On an ordinary beam balance the following shapes are in equilibrium:
• Circle and triangle with the square
• Circle with triangle and pentagon
• Two squares with three pentagons
How many triangles weighs a circle?
The age of an uncle and his niece.
An uncle and his niece meet on a treat. The uncle says:"If one multiplies each age of three people, one obtains 2450. If one adds each age of the three people, one gets twice your age. “Well,” says the niece, “but that’s not enough to elicit the age of three people”. The uncle agrees and says: “This year one of those three people celebrated a very special birthday.

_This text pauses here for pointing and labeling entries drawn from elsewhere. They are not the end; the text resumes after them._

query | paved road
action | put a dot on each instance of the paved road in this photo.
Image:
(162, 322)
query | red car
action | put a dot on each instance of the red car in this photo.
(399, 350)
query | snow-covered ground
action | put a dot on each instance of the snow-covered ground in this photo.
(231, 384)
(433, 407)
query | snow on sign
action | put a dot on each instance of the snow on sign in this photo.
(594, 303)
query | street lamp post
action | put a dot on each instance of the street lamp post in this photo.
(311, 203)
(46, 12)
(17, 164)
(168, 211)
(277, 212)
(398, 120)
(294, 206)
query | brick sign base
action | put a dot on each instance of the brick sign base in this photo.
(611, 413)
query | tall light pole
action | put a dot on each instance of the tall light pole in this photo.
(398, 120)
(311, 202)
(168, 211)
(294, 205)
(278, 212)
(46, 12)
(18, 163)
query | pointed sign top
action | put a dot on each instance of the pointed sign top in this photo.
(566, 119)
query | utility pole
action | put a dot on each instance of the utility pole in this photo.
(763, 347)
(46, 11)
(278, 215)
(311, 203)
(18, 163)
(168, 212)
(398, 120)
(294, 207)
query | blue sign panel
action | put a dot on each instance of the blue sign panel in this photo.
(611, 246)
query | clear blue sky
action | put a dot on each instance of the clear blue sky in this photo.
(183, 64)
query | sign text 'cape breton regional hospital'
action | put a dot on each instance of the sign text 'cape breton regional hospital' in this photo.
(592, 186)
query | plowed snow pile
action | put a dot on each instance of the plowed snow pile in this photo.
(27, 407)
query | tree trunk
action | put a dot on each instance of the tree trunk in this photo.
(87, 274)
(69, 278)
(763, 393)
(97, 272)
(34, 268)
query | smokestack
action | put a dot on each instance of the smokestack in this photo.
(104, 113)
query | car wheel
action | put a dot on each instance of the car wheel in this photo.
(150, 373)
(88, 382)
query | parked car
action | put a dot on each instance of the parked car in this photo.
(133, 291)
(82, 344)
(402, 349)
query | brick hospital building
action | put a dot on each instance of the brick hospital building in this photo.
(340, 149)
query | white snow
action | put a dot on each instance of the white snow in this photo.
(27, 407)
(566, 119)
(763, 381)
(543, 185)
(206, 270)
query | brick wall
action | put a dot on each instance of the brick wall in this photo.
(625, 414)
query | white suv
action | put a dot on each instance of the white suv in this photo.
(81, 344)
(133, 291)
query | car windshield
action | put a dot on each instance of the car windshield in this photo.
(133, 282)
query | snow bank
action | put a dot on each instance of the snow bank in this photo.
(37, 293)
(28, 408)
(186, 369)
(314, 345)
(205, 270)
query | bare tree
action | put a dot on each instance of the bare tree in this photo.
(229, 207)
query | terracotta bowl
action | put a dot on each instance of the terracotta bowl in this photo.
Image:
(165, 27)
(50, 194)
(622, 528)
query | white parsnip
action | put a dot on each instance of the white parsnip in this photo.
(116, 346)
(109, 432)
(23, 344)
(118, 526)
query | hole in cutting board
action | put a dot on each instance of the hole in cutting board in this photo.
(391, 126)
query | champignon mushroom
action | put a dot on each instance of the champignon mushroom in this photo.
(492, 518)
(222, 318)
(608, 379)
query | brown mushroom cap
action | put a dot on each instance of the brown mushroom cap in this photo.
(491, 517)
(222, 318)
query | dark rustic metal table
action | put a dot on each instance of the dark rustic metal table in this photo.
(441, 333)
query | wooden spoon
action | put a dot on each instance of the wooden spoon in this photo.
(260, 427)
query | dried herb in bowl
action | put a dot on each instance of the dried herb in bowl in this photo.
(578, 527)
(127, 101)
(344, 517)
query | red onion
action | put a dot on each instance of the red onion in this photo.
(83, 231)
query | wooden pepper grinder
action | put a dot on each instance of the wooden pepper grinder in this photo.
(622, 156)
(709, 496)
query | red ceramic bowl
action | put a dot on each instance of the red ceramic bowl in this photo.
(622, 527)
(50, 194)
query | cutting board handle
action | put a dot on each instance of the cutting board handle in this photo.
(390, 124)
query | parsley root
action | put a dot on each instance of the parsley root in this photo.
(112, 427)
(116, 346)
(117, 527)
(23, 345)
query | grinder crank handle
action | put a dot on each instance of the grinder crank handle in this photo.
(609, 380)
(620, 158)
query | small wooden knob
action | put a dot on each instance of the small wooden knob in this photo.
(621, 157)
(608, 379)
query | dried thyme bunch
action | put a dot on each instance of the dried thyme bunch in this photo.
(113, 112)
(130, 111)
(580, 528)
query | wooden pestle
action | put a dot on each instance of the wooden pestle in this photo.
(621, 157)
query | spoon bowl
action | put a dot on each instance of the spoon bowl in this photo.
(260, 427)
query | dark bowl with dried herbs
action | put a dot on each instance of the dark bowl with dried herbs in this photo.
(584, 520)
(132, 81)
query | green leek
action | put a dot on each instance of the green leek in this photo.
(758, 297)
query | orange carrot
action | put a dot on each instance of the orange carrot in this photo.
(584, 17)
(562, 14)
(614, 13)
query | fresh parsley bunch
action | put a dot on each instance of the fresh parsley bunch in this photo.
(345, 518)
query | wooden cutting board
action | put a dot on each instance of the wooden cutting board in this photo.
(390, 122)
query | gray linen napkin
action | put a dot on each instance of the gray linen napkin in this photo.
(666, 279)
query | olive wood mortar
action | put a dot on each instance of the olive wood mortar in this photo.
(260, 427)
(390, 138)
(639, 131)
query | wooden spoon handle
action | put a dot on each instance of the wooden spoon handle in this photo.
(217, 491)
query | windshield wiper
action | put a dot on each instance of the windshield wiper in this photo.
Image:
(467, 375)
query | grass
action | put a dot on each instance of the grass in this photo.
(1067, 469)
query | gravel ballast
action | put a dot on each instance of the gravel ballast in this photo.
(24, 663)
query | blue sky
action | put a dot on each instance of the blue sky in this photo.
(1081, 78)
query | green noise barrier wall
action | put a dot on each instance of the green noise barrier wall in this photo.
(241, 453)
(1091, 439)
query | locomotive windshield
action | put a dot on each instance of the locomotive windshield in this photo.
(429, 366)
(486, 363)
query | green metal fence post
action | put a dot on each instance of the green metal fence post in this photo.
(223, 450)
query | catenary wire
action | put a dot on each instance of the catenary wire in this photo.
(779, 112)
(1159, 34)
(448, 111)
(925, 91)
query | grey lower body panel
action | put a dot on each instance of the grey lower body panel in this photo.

I celebrated this very special birthday five years ago.”
How old are uncle and niece?
Sudoku champion:
[tab]4 3 6 5 1 2
2 1 3 6 4 5
5 2 4 3 6 1
3 4 2 1 5 6
1 6 5 2 3 4
6 5 1 4 2 3[/tab]
How many triangles weighs a circle?[tab]s = c+t
c = t+p
2s = 3p
s = 3/2 p
p = 2/3 s
c = t + 2/3 s = 2/3 c + 2/3 t
1/3 c = 2/3 t
c = 2t
1 circle = two triangles[/tab]
And speaking of Sudoku:
In case you do not know the rules:
Numbers 1 through 9 on each row, column, and square region of 9.
That is false, James, because each brick must contain an odd and an even number!
Oops … forgot that rule 
That is false too, James.
I had to interpret your English intention. Could you reword it, seeing how I am solving for it? Your “with” and “and” are ambiguous.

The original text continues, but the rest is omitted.